The authors dismiss the support given to Assange by figures including filmmaker Ken Loach and journalist John Pilger with the sneering comment, “For a certain kind of radical, Assange had extraordinary appeal: he was brave, uncompromising and dangerous. Did Pilger and Loach, perhaps, see in Assange the ghosts of their own revolutionary youth? Assange’s targets were those that the original 60s radicals had themselves struggled against—chiefly US imperialism, then in Vietnam, but now in Afghanistan and Iraq. There were other secret abuses Assange had revealed, too: the callousness of the US military, and the widespread use of torture”. [p.p. 230/231]

On the evening of February 24, the same day that Judge Howard Riddle ruled that Assange could be extradited to Sweden, Leigh described the decision as based on a “reasoned 28-page ruling”. He ridiculed Assange’s, “familiar harangue against those trying to extradite him to Sweden”.

Assange described the court’s proceedings as a “rubber stamping process” and the “result of a European arrest warrant system run amok”.
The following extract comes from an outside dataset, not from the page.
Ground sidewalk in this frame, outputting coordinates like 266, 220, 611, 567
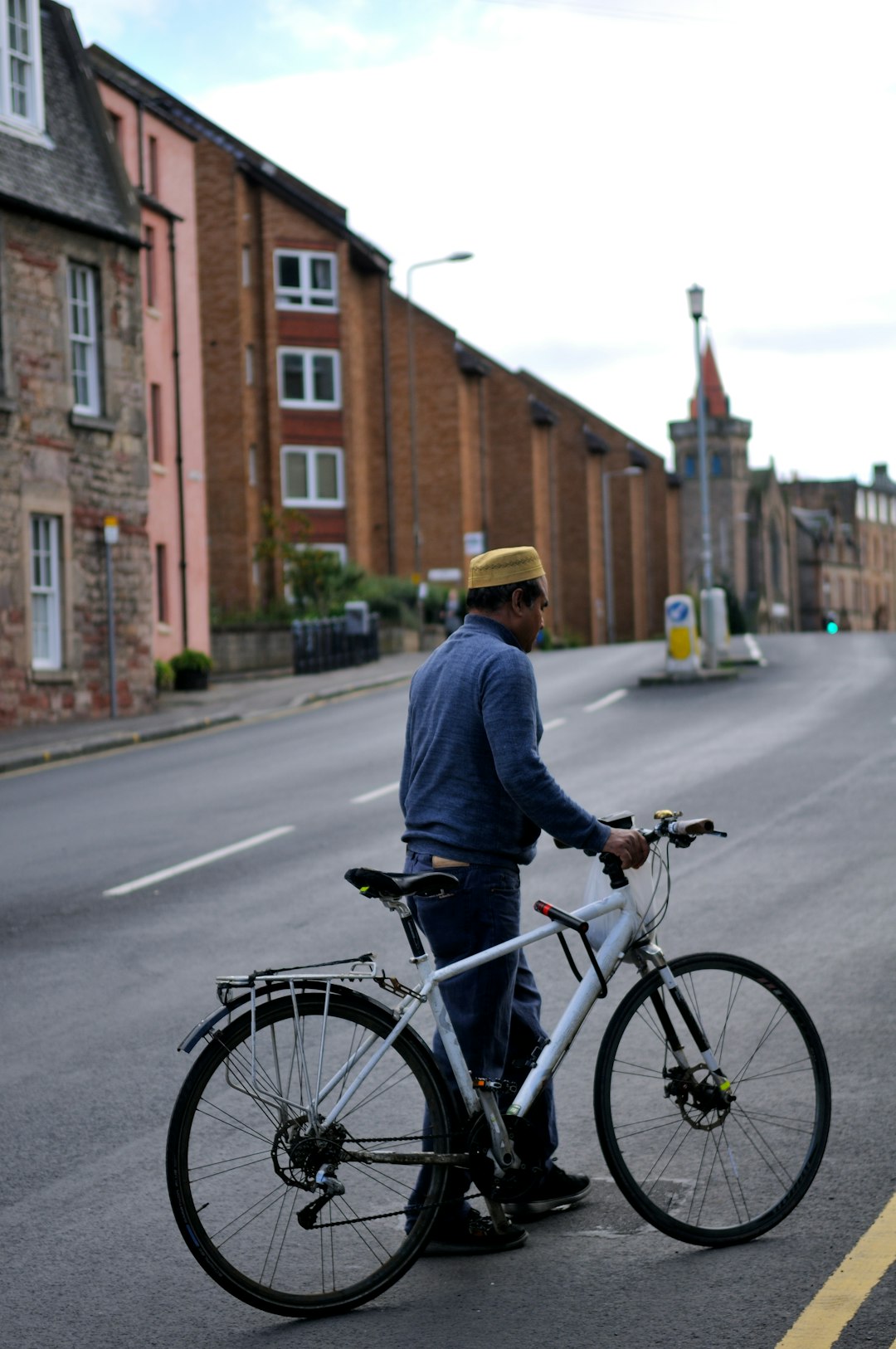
0, 651, 429, 773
Such fundamental questions, based on a denial of basic democratic rights, are of little concern to Leigh, who stated that Assange, “is scarcely well placed to be a disinterested advocate of British legal reform, while he is himself frantically trying to avoid facing the music in Sweden. Nor do his pious remarks about ‘our system of justice’ make much sense when they come from a peripatetic Australian citizen who has made a virtue out of a nomadic, virtually stateless, existence that circumvented traditional systems of justice”.
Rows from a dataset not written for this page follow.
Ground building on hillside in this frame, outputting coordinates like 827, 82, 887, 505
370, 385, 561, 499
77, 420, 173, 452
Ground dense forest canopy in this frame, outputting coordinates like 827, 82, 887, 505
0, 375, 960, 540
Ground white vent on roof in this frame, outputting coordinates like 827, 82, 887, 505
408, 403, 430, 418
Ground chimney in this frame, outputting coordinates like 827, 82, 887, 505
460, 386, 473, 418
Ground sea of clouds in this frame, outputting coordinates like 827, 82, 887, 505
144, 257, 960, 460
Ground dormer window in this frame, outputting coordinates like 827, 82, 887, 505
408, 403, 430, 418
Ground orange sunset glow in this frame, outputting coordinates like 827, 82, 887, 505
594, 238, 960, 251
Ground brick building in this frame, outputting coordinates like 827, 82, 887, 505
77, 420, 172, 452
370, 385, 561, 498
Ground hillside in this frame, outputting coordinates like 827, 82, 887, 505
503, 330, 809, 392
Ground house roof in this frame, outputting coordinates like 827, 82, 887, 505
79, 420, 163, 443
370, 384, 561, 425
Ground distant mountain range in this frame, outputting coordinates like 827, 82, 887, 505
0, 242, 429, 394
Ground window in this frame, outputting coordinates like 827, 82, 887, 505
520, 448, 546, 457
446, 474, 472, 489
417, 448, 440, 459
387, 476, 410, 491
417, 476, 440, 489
Through such bile is the denial of justice to Assange sanctioned.

Taking hypocrisy to new depths, Leigh concludes with the boast, “Meanwhile the night before the Belmarsh verdict, the editors of the five international publications involved in the leaks gathered in Madrid. The Guardian, the New York Times, El País, Der Spiegel and Le Monde debated before an audience, but with much less fanfare, the real issues thrown up by the pioneering work of WikiLeaks”.

So says someone who, with or without “fanfare”, is personally unfit to debate the genuine achievements of Assange and WikiLeaks and who works for a publication that is functioning as a brazen apologist for the witch-hunt being waged by the US, Britain and Sweden.